Dodurga
- Tamgha of the Dodurga tribe

Regions with significant populations
- Turkey, Turkmenistan

Languages
- Oghuz Turkic

Religion
- Islam

Related ethnic groups
- Oghuz Turks

= Dodurga (tribe) =

Oghuz tribe

Dodurga, Dudurga, Dogar or Tutırka (Dodurga boyu, Dodurga taýpasy) was one of the 24 Oghuz tribes from the Bozok wing, the tribe of Ay Khan.

== History ==
In the Middle Ages, Dodurga (do:durga, first syllable is pronounced longer), was one of the 24 Oghuz tribes. They appear as Tutırka (Tuvtırka) in Mahmud Kashgari's Dīwān Lughāt al-Turk and in all other similar sources. Kashgari ranked the Dodurga 16th out of the 24 tribes, Rashid al-Din Hamadani ranked them 10th, while Abulghazi Bahadur ranked them 7th.

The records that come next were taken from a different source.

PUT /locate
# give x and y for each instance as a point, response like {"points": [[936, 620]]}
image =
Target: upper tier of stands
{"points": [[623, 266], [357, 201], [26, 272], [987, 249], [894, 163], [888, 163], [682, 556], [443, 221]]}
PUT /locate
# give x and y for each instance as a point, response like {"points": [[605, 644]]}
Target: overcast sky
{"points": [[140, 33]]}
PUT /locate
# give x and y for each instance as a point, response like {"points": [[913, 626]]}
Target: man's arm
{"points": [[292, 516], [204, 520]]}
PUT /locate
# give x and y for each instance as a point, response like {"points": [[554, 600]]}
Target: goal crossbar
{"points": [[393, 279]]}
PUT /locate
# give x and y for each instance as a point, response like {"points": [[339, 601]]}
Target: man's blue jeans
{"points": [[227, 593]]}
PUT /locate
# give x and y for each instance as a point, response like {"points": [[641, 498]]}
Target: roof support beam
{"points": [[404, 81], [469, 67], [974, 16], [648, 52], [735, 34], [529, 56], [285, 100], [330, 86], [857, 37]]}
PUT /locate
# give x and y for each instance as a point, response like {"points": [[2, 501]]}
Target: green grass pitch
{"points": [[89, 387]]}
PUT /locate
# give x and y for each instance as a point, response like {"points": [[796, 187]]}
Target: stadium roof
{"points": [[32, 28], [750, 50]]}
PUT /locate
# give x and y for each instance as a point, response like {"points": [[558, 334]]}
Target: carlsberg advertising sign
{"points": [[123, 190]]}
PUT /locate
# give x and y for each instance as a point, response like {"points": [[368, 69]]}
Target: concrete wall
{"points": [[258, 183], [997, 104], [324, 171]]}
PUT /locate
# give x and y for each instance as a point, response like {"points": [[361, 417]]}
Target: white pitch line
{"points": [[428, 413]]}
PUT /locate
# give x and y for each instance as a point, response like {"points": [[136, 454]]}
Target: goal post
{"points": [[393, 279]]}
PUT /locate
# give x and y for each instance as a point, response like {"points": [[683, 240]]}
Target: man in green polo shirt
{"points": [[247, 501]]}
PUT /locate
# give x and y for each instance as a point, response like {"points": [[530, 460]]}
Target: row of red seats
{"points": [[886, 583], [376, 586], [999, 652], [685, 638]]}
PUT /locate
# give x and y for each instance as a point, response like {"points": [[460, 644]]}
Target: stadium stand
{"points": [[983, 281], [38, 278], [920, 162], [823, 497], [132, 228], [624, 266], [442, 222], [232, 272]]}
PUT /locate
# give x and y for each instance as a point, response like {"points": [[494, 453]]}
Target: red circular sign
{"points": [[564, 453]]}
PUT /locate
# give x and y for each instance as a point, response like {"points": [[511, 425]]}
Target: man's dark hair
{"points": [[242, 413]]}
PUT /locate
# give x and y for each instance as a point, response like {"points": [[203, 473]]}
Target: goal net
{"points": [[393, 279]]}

Rashid al-Din held the view that Dodurga derived from Oghuz Khagan's second son, Ay Khan, whereas Abulghazi mentioned them as the son of Yildiz Khan (Oghuz Khagan's third son). They both thought that the meaning of the word Dodurga was "to take possession and make a land" (or "to take the land and keep it"). There is currently no other evidence as to the meaning of the name. Russian historian Karpov noted that most of the Dodurga arrived in Anatolia and the south of Armenia during the Seljuk's conquest of the area in the 11th century AD.

== In Turkey ==
In the 16th century, there were tribes named Dodurga in various parts of Anatolia, specifically in Adana, Tarsus, Kırşehir, Yozgat, Kahramanmaraş, Kocaeli, Bolu, Osmancık (Çorum), and some regions of Ankara. Another crowded Dodurga community lived between Ulu Yörük and in seven winter quarters in the Turhal region. These Dodurga people were also called Turhal Turks. There are also numerous toponyms that carry the name Dodurga in various regions of Turkey.

== In Turkmenistan ==
The Dodurga now constitute one of the two major divisions of the Gokleng tribe of the Turkmens.